The Democratic Republic of Congo’s Virunga National Park is probably best known for the mountain gorillas that inhabit the southern areas. But Africa’s oldest park is also one of the few places where both the prototypical savannah elephants as well as forest elephants with small, round ears and straight sharp tusks pointed downwards, are found together. Occasionally even intermingling.
Elephants learning to avoid poachers? Guest Post by Lori Robinson at Saving Wild
If Virunga’s inhabitants are legendary, so are the Park’s challenges. Decades of war have taken their toll. Earlier this summer eleven rangers were killed when they were attacked by a combined force of uniformed rebels, and Mai Mai who were naked except for the charms they wear to protect them from bullets.
Four million people live in and around the park and at least three rebel militia groups prey on the parks resources, putting the lives of animals and the rangers that protect them in constant danger.
Consequently, Virungas elephant population has gone from an estimated 8,000 in the 1980’s to only 400 today.
Save the Elephants
In late July Kenya based Save the Elephants was asked to place tracking collars on several elephants in the hopes of protecting the last of Virunga’s herds from poachers.

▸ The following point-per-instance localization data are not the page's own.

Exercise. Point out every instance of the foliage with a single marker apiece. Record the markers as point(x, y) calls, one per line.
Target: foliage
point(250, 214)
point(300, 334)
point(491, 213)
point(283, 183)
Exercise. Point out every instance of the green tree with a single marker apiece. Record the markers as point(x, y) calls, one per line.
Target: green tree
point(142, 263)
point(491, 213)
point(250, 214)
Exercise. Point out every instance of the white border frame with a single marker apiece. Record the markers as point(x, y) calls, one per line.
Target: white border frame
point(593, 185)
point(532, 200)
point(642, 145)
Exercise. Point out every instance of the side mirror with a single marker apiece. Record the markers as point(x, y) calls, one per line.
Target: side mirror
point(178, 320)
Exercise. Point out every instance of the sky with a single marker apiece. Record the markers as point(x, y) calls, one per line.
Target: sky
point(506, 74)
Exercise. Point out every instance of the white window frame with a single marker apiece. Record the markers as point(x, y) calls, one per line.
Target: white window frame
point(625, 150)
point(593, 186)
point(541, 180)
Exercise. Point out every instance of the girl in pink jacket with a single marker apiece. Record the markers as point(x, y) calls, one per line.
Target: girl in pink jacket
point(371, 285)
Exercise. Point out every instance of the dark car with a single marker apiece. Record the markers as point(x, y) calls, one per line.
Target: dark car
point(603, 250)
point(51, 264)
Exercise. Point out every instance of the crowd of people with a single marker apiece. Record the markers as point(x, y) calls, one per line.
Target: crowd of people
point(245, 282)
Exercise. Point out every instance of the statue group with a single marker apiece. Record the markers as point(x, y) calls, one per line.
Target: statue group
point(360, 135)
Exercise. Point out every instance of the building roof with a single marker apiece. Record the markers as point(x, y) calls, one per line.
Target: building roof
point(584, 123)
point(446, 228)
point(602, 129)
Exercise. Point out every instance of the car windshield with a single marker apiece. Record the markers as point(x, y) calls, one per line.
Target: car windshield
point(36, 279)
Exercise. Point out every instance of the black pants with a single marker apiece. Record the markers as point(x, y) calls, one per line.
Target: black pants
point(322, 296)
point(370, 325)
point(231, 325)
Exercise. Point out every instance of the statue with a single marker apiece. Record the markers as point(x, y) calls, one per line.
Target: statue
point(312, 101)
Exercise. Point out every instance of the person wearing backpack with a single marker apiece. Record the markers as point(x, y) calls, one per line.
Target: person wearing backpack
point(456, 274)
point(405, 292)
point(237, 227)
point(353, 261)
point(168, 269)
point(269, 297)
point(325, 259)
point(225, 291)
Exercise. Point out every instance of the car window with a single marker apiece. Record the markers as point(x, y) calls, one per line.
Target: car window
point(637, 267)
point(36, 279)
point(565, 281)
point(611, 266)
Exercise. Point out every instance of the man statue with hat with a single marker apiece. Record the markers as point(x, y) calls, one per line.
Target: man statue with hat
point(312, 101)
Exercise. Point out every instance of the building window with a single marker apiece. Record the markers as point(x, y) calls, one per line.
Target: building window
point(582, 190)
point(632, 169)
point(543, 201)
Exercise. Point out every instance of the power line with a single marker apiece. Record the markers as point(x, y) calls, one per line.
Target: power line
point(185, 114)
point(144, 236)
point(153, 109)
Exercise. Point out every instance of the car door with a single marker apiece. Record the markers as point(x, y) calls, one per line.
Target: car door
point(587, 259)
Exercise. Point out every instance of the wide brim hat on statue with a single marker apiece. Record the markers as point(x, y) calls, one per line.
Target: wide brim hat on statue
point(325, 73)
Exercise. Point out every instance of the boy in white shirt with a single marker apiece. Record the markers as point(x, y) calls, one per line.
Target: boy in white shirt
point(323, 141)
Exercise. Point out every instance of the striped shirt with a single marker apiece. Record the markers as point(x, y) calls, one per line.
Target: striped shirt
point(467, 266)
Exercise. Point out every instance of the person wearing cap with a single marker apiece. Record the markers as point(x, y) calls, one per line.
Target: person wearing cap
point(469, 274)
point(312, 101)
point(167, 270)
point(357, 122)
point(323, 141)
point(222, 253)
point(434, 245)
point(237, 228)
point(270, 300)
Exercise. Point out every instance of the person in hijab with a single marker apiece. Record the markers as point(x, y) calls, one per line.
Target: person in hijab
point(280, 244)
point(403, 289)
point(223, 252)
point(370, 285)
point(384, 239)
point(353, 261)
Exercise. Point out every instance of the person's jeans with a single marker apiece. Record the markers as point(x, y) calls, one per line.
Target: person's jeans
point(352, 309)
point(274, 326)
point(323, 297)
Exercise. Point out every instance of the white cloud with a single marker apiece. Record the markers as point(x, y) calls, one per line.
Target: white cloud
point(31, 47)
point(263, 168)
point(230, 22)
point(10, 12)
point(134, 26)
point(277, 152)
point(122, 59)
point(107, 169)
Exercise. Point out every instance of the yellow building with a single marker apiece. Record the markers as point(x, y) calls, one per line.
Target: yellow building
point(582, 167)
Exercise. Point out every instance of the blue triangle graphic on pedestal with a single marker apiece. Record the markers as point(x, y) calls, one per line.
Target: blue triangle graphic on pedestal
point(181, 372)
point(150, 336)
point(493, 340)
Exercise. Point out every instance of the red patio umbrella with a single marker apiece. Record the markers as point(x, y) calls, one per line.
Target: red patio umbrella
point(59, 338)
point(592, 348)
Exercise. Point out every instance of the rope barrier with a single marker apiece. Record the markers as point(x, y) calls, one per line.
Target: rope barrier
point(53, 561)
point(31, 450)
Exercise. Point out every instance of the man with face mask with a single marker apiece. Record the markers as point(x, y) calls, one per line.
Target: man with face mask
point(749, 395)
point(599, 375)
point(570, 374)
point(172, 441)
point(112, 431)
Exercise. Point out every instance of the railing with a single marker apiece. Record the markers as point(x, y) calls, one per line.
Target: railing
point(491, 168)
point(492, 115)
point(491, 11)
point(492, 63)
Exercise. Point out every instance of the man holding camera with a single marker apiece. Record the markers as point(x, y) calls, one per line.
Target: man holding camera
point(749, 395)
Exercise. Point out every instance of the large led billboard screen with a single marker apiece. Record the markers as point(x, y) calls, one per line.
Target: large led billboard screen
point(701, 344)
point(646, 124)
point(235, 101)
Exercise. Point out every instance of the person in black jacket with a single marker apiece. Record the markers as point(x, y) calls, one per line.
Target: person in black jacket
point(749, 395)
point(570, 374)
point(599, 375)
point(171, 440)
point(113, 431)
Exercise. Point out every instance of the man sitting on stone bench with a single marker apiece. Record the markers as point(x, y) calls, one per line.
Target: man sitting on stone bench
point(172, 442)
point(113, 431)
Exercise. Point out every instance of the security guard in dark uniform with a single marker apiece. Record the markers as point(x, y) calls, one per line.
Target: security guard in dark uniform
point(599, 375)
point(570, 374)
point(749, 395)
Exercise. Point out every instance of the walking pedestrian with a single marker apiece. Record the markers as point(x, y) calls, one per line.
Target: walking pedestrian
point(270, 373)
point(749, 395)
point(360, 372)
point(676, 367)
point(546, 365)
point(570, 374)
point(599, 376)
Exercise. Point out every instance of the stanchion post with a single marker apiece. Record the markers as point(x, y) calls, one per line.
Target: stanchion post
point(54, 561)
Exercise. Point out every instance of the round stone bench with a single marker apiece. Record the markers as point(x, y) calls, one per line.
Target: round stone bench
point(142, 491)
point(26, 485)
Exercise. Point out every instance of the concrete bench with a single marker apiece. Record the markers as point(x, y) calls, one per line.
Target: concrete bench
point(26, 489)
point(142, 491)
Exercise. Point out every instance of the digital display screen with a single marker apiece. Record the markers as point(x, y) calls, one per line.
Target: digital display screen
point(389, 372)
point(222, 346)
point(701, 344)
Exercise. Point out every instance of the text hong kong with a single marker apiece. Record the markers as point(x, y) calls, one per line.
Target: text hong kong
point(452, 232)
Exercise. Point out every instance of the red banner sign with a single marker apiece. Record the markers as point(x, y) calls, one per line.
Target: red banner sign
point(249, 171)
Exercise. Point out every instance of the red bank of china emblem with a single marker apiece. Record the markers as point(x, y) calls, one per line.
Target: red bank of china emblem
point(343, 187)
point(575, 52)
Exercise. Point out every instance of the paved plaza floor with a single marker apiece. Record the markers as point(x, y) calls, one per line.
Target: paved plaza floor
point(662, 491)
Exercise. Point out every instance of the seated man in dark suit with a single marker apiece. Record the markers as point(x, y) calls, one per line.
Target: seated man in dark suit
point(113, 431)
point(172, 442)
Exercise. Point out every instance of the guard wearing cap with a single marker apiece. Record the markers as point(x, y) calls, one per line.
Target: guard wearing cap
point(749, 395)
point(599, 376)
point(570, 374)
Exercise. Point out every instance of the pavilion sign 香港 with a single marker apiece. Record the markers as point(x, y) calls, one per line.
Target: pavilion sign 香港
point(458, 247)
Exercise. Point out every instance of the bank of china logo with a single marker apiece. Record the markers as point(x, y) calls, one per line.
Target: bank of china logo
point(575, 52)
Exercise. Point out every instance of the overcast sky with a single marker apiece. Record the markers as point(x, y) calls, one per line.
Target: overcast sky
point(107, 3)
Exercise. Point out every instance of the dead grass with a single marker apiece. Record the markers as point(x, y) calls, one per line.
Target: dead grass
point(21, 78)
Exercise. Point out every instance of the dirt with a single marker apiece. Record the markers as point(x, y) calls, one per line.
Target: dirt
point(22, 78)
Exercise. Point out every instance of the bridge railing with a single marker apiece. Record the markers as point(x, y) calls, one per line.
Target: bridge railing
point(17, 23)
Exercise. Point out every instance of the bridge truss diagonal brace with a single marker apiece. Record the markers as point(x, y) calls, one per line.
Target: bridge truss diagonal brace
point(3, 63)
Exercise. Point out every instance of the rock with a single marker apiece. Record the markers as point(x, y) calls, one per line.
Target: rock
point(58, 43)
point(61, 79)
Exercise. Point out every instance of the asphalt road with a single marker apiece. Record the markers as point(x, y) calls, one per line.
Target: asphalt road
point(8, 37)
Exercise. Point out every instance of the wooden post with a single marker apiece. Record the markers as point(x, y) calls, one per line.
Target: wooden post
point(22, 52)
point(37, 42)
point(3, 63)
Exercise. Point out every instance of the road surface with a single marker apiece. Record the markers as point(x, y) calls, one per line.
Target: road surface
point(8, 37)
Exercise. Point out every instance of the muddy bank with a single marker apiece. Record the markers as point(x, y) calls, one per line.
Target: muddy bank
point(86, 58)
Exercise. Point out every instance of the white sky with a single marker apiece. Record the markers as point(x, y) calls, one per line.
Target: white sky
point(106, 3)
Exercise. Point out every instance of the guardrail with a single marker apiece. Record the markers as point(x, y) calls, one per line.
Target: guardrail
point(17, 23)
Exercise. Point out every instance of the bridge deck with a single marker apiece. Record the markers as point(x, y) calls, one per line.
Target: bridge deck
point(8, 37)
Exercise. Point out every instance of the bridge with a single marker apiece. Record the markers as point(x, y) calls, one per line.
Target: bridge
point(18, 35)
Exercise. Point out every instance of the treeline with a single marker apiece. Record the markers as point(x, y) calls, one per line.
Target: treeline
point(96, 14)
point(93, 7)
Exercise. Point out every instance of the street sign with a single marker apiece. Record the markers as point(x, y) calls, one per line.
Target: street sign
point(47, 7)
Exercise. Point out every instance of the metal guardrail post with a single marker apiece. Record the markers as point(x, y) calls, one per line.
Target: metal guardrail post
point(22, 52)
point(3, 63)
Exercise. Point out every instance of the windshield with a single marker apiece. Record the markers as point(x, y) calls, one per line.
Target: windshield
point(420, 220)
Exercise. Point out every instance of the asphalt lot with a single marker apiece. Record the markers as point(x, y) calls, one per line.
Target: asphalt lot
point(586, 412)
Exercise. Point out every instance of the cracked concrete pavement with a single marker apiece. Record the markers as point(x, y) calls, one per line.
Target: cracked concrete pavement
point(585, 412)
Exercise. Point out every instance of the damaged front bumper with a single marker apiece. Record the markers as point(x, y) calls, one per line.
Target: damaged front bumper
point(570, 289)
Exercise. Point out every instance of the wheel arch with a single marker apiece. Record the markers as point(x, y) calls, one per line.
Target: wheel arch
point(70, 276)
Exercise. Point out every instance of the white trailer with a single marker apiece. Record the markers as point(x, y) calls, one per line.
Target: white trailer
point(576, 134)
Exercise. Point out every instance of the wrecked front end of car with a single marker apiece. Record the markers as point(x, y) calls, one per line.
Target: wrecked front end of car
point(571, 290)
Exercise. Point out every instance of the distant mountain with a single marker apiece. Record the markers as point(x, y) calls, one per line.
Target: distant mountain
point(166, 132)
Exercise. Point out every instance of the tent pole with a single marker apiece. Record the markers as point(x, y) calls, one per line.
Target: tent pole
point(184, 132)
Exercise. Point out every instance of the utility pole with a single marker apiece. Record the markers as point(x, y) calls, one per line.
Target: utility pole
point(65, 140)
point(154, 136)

The collars provide real-time monitoring of elephant movements, easily visualized on Google Earth-based systems and invaluable for security managers to plan the locations of patrols to effectively protect the herds.
While they were in the field Save the Elephants noticed something interesting about the elephants behavior. Could it be an adaptation to poaching?
Elephants distinguish Rangers from Poachers
“Several elephant families were clustered around ranger posts, suggesting they had learned to distinguish the heavily armed rangers as harmless, as distinct from the poachers. In one rebel-afflicted area, elephants had adopted a ranger checkpoint where trucks laden with charcoal and hardwoods rumbled through every few minutes, yet somehow the elephants sensed that they were safe there and walked close to the voluble rangers,” says Iain Douglas-Hamilton, founder of Kenya based Save the Elephants.
Elephants being able to distinguish between rangers and poachers will probably come as no surprise to readers of SavingWild.com. Elephants are smart, sensitive, loyal, and aware. Their behavior reminds me of the gorillas who learned to dismantle poacher’s snares.
I’m impressed and delighted by these animals adaptations but also sad that everything we as humans have been doing has hardly dampened the poaching epidemic, leaving these animals to figure it out for themselves.
What about you, what do you think about this new behavior from the elephants?